Question

Calculate the standard Gibbs energy (\( \Delta G^\circ \)) of the following reaction at 25°C: \[ \text{Au}(s) + \text{Ca}^{2+}(1M) \to \text{Au}^{3+}(1M) + \text{Ca}(s) \] \[ E^\circ_{\text{Au}^{3+}/\text{Au}} = +1.5 \, \text{V}, \quad E^\circ_{\text{Ca}^{2+}/\text{Ca}} = -2.87 \, \text{V} \] Predict whether the reaction will be spontaneous or not at 25°C. [1 F = 96500 C mol\(^{-1}\)]

Hint:

A negative value for \( \Delta G^\circ \) indicates that the reaction is spontaneous.

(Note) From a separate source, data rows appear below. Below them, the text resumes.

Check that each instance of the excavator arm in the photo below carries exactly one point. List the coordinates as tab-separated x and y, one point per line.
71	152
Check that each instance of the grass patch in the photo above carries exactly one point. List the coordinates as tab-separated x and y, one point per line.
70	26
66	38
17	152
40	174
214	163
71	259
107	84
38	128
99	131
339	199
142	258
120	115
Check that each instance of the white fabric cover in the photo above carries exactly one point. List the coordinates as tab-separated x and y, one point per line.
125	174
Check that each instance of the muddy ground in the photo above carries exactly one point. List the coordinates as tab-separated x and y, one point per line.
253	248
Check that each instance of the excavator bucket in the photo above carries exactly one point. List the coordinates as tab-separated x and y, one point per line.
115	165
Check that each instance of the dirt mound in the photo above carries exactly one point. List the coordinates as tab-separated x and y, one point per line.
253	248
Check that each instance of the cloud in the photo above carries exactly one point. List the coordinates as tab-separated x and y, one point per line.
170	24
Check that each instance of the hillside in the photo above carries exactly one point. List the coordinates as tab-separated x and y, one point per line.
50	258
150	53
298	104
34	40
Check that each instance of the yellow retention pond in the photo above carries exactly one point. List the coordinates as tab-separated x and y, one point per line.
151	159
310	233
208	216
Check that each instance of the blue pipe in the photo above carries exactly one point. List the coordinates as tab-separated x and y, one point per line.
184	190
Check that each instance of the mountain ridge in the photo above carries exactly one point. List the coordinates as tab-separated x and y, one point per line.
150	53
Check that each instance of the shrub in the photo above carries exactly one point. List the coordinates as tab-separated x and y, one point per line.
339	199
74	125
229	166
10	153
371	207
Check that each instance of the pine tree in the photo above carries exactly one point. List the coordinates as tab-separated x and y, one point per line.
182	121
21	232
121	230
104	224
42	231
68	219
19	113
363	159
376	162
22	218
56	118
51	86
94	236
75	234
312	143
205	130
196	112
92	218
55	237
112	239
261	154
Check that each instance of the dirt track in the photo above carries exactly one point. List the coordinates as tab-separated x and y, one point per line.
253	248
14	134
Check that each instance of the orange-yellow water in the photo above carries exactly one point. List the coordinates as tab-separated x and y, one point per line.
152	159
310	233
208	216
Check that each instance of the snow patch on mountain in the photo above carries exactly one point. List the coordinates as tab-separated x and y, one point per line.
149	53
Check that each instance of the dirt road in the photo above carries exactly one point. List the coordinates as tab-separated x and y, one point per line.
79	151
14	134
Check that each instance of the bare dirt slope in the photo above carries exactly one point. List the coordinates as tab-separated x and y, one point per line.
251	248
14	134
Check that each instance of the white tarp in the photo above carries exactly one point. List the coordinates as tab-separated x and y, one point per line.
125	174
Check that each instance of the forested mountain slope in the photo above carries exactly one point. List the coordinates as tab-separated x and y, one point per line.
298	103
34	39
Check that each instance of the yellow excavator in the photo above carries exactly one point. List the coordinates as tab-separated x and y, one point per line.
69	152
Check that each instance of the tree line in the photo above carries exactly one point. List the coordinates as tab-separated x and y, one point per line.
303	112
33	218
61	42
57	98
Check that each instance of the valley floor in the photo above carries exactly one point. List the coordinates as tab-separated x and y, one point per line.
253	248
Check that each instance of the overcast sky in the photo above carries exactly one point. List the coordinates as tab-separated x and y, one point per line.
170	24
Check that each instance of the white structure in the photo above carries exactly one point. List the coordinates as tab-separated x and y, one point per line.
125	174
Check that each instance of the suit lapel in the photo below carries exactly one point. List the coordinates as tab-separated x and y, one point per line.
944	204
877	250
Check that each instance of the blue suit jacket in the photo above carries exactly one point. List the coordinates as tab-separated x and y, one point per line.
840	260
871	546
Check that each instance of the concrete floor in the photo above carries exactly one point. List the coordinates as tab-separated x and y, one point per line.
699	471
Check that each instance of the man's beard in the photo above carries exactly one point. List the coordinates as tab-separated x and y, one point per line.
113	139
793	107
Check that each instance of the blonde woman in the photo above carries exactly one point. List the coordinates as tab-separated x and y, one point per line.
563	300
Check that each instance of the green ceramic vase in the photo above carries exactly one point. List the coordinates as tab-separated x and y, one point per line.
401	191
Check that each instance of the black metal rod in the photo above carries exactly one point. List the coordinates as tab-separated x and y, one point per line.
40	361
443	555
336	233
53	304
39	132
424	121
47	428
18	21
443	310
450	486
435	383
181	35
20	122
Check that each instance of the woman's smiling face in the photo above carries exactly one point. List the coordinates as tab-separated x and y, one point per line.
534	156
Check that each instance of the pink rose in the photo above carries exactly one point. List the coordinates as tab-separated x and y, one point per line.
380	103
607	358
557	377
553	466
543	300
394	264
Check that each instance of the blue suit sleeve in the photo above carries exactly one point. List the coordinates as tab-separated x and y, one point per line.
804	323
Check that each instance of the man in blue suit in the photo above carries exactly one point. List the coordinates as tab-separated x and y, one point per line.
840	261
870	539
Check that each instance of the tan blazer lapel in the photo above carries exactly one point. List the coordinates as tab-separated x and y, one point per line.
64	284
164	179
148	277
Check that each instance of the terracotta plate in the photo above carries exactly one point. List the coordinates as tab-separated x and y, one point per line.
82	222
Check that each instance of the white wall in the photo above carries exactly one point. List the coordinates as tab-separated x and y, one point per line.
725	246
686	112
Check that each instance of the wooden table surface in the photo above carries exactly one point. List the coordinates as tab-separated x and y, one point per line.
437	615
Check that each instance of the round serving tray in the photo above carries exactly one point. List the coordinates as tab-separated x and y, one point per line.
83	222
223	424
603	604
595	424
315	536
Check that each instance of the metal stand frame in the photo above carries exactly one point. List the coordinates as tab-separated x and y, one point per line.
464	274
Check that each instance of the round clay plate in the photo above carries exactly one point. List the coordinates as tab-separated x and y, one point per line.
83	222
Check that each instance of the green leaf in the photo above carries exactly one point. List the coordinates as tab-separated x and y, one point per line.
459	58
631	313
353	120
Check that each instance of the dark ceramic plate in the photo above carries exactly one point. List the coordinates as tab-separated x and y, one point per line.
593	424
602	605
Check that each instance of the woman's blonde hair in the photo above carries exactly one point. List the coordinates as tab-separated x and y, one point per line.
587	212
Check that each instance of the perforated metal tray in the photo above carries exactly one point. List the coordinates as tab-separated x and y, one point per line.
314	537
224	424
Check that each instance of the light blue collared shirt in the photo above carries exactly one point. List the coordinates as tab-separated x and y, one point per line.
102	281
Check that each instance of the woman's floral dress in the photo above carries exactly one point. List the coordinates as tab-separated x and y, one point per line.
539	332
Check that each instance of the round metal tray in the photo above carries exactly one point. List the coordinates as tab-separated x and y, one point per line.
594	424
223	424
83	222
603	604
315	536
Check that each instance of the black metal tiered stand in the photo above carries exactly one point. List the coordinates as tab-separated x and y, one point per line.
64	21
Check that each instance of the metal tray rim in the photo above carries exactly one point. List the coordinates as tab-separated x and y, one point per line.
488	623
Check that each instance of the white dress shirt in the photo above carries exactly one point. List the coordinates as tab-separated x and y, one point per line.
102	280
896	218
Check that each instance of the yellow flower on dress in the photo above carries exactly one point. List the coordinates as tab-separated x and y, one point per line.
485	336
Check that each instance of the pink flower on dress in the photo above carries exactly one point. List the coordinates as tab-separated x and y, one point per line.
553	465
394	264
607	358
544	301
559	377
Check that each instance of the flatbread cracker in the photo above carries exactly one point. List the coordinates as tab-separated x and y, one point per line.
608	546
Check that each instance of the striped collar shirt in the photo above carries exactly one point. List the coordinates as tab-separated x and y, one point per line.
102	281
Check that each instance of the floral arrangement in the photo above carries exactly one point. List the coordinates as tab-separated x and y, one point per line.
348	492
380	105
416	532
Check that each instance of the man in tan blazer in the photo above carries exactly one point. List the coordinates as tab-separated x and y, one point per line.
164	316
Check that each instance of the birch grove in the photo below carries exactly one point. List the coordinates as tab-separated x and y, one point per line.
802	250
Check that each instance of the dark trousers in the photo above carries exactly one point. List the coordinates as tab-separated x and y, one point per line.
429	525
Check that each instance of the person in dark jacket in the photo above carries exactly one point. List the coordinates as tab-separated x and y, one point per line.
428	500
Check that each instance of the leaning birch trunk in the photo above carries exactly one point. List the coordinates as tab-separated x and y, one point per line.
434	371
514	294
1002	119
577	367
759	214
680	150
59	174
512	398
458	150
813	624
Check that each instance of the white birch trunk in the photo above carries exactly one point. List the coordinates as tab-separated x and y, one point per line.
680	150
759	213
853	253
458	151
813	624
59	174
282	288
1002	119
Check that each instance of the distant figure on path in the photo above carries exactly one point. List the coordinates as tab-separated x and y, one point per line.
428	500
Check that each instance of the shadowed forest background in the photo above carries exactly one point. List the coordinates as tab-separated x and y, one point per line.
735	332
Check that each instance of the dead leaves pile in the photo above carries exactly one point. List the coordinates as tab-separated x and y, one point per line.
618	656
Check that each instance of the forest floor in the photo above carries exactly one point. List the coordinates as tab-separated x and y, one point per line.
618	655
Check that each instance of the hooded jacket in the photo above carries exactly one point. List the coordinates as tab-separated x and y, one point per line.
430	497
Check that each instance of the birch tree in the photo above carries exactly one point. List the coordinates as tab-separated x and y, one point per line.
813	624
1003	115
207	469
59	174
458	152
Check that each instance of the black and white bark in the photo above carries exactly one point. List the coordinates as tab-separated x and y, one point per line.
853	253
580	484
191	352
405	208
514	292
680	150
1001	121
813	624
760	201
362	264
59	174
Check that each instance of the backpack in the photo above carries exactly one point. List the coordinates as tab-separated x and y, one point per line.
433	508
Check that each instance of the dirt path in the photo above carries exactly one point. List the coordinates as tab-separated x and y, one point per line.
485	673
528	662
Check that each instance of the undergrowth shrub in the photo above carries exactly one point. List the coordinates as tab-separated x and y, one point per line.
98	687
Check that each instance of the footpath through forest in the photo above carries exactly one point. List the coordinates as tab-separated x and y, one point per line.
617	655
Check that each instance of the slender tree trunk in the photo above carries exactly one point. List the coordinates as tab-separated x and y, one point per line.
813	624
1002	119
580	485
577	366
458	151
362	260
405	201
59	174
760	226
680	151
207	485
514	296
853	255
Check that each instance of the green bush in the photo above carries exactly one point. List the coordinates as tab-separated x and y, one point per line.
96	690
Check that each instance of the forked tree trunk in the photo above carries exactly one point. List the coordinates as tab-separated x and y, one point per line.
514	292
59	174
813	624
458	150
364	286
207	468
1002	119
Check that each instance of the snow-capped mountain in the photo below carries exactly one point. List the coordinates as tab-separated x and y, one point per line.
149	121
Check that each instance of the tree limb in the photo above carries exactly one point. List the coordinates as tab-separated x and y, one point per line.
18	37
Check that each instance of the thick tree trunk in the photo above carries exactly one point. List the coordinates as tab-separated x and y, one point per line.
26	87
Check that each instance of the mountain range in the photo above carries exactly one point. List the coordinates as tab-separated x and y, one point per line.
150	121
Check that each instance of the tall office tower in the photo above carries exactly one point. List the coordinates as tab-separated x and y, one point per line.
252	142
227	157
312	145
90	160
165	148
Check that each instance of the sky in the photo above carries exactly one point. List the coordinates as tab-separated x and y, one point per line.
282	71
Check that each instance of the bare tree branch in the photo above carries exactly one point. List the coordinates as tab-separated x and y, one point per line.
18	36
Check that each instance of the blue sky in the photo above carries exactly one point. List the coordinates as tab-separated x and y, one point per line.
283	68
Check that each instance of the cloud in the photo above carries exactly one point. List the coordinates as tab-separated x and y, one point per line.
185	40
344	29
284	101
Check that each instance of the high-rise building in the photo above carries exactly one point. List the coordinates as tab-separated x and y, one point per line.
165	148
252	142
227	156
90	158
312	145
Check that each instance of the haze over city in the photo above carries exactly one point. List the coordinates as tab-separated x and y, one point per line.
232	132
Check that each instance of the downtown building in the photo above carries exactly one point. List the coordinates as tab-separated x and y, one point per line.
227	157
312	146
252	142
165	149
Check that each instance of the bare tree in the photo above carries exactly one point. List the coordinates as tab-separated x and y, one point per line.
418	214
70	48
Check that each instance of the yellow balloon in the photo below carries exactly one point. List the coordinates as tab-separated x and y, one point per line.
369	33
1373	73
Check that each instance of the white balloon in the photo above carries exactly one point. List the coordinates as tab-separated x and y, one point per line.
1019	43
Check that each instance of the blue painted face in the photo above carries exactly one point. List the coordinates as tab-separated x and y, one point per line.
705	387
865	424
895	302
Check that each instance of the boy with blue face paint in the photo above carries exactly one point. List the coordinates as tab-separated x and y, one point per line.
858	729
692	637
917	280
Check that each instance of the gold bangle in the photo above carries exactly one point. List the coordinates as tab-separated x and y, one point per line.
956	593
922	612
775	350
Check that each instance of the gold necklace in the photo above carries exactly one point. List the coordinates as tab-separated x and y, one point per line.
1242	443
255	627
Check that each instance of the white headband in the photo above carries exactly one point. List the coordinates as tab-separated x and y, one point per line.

The magnitude of \( \Delta G^\circ \) is related to the cell potential, which can be calculated using the Nernst equation.

Answer 1

The standard Gibbs free energy change (\( \Delta G^\circ \)) is related to the standard electrode potential change (\( \Delta E^\circ \)) by the formula: \[ \Delta G^\circ = -nF \Delta E^\circ \] Where: - \( n \) is the number of moles of electrons transferred in the reaction (which is 3 for this reaction). - \( F \) is the Faraday constant (\( 96500 \, \text{C mol}^{-1} \)). - \( \Delta E^\circ \) is the cell potential, which is calculated as: \[ \Delta E^\circ = E^\circ_{\text{cathode}} - E^\circ_{\text{anode}} = 1.5 - (-2.87) = 4.37 \, \text{V}. \] Now, calculating \( \Delta G^\circ \): \[ \Delta G^\circ = -3 \times 96500 \times 4.37 = -1.26 \times 10^6 \, \text{J/mol}. \] Since \( \Delta G^\circ \) is negative, the reaction is **spontaneous**.